Ram Thakkar (CA final ) (126 Points)
21 February 2011
CA SALONI
(CHARTERED ACCOUNTANT)
(391 Points)
Replied 21 February 2011
dear ram,
take sales & purchaes on estimation basis.
like on previous year data
take the debtors & creditors according to the % of sales & purchaes of last year..........
projected P&L is not audited one so don't worry and figures shud be taken on some basis(like % or ratio)
Ram Thakkar
(CA final )
(126 Points)
Replied 21 February 2011
If trend is fluctuating then how we decide ratio??????
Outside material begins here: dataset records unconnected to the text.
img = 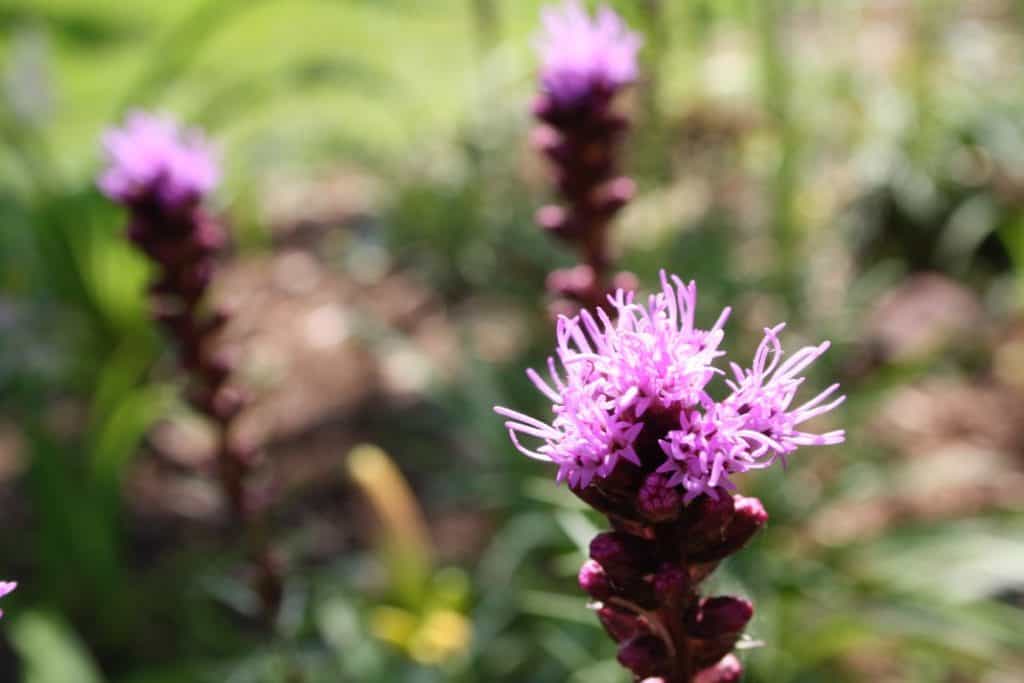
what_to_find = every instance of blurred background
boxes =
[0,0,1024,683]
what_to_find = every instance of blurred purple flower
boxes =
[495,271,845,503]
[0,581,17,616]
[98,112,220,210]
[538,0,643,106]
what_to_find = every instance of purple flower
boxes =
[0,581,17,616]
[538,0,642,105]
[495,271,845,497]
[98,112,220,210]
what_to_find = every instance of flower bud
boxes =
[637,473,683,523]
[693,654,743,683]
[651,564,690,608]
[618,635,669,677]
[590,531,654,582]
[686,596,754,639]
[579,560,611,600]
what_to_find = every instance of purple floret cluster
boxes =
[98,112,220,210]
[538,0,643,106]
[495,271,845,683]
[496,272,844,503]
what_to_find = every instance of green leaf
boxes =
[10,611,103,683]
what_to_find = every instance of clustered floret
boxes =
[496,272,844,503]
[0,581,17,616]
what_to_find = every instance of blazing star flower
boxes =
[98,112,220,209]
[538,0,642,105]
[0,581,17,616]
[495,271,845,503]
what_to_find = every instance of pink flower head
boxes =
[538,0,642,105]
[495,271,845,503]
[0,581,17,616]
[98,112,220,209]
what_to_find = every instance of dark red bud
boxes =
[637,473,683,523]
[690,496,768,562]
[686,596,754,639]
[618,635,670,677]
[651,564,690,607]
[579,560,611,600]
[590,531,655,582]
[693,654,743,683]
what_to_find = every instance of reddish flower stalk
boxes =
[496,272,845,683]
[534,0,640,310]
[98,113,283,623]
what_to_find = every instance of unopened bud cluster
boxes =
[496,272,845,683]
[534,0,640,312]
[98,112,282,615]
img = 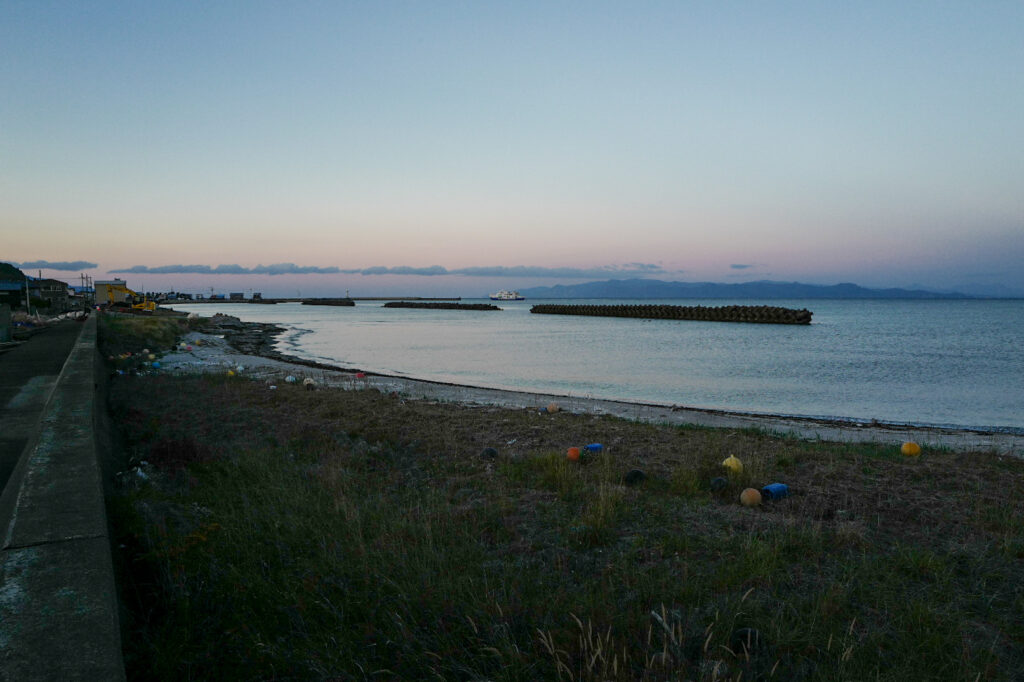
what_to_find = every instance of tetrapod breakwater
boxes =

suppose in 1st year it is 100, 2nd year 90, 3rd year 110 then hw we assume
CA SALONI
(CHARTERED ACCOUNTANT)
(391 Points)
Replied 21 February 2011
justtake it on prev year figures it will bw enough.....
Ram Thakkar
(CA final )
(126 Points)
Replied 21 February 2011
it is a company who has a high turnover. will it be enough to estimate just on 1 year basis???????
@ CA. $ahar$h @
(Student)
(338 Points)
Replied 21 February 2011
hi ram,
buddy first ask the client the purpose for which he wants to get the projection.then either ask the client the expected percentage by which sales is expected to increase. if he is not that much aware of accounts then you can increse the sales by 15-20 % depending upon your wish.Saloni is very correct regarding projections but these days making estimation wont be correct as due to recession in few years back has almost disturbed the patterns.(actually this the most favourate excuse among those who are into cases)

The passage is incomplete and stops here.